The only thing I'm not 100% sure of is if it would yield the same LCS
(there can be many LCS's, all equally long, hence the different
possible diff-representations which are sometimes not nice for human
readers). However, gut feeling tells me it will be the same. I can't
prove this though, so feel free to come up with a counter example :-).
(although having a different LCS would not be a disaster: it would
still be a minimal diff, but a different one).

The practical difficulty is to map line numbers from lines in A and B
to their corresponding lines in A' and B', and back again.

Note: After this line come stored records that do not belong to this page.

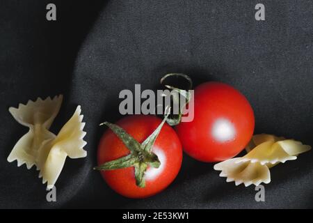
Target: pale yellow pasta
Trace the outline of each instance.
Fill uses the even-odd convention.
[[[85,123],[82,122],[81,107],[78,106],[72,118],[56,136],[49,131],[62,102],[62,95],[35,102],[20,104],[17,109],[10,107],[10,112],[22,125],[29,128],[29,132],[15,144],[8,162],[17,161],[19,167],[26,164],[28,169],[35,165],[42,183],[51,188],[59,176],[66,157],[84,157],[83,149],[86,142],[83,139]]]
[[[277,141],[279,139],[276,138],[268,141],[259,140],[257,144],[260,144],[238,162],[250,161],[258,162],[262,164],[268,163],[275,164],[287,160],[294,160],[298,154],[311,149],[311,146],[303,145],[298,141],[293,139]]]
[[[62,95],[45,100],[38,98],[35,102],[29,100],[26,105],[19,104],[18,108],[9,108],[14,118],[29,127],[29,130],[14,146],[8,157],[8,162],[17,160],[18,167],[25,163],[28,169],[35,164],[43,141],[55,137],[49,128],[58,113],[62,100]]]
[[[296,160],[298,155],[310,150],[311,146],[293,139],[261,134],[253,136],[246,149],[249,152],[245,156],[214,165],[214,169],[221,171],[220,176],[227,178],[227,182],[234,181],[236,185],[243,183],[246,187],[268,183],[270,168]]]
[[[83,131],[85,123],[82,123],[81,112],[81,107],[78,106],[56,138],[47,141],[40,149],[40,177],[42,177],[43,183],[47,182],[48,188],[55,184],[67,156],[76,159],[87,155],[87,152],[83,149],[86,142],[83,139],[86,132]]]
[[[238,162],[240,157],[230,159],[214,165],[214,169],[221,171],[220,176],[226,177],[226,182],[234,181],[236,185],[243,183],[246,187],[252,184],[271,182],[268,167],[258,162]]]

> With mainly source code in mind, one would expect the
> actual difference to contain a number of unique lines. Diff
> could become an almost O(N) operation in that case.
>>
>> (for instance, an example script from the users list [2], which
>> generates two files with random lines, 3/4th of which are
>> non-matching: diff goes from several hours to a couple of seconds;
>> another example is a big file of which indentation style was changed
>> from tabs to spaces, and diffing without an ignore-whitespace option).
>>
>> - GNU diff does this as well, but strangely, it does it only as part
>> of a heuristic (which also discards other "confusing lines"). If run
>> with --minimal, these lines are not discarded (though, AFAICS, there
>> should be no problem discarding the non-matching lines even when going
>> for a minimal diff).
>
> It is obvious how unique lines split the contents on both sides
> individually. However, it may be hard to prove that  a particular
> alignment of the chunks in between on one side with those on
> the respective other yields a minimal result.
>>
>> II. Going for a non-minimal diff (i.e. heuristics)
>> --------------------------------------------------
>>
>> I think prefix/suffix-scanning, together with the suggestions from I.,
>> will already make "svn diff" quite fast in most real-world cases. It
>> will normally be just as fast, if not faster than GNU "diff --minimal"
>> (barring low-level differences, and the advantage of GNU diff of doing
>> everything in memory).
>>
>> If I.5. is implemented, "svn diff" will usually be faster than GNU
>> "diff --minimal", because GNU diff doesn't do that unless it's running
>> with heuristics (so I think in a lot of cases, "svn diff" will match
>> performance of GNU diff running with heuristics (which is its
>> default)).
>>
>> Still, in some cases, heuristics can make a big difference (while not
>> guaranteeing that you'll get a minimal diff).
>>
>> - Existing issue:
>> http://subversion.tigris.org/issues/show_bug.cgi?id=1966 (libsvn_diff
>> needs 'non-minimal-diff' mode.).
>>
>> - Apart from implementing heuristics as part of the current algorithm
>> (which can quickly become quite complex), we could also take a look at
>> an alternative approach, such as "Patience Diff" [3], which is already
>> implemented in several other (D)VCS's. It has the potential to be much
>> faster (reducing the problem to calculating several, much smaller,
>> LCS's), and has the added advantage of often producing "nicer" diff
>> output.
>
> Patience Diff seems to be ideally suited for source code
> diffs because function headers etc. provide many of the
> "only one matching" lines evenly spread across the whole
> file.

Yes, that could be quite interesting.

Though the choice between normal diff and patience diff (which is
really a heuristic, in some cases it will give a non-minimal diff (but
those are quite rare I think)) should be up to the user I think (AFAIK
that's also the case with the DVCS's that implement this: it's an
option). So optimizing the normal diff as far as we can is still very
much worthwhile...

Cheers,
-- 
Johan

Re: Further diff optimization ideas

Posted by Stefan Fuhrmann <eq...@web.de>.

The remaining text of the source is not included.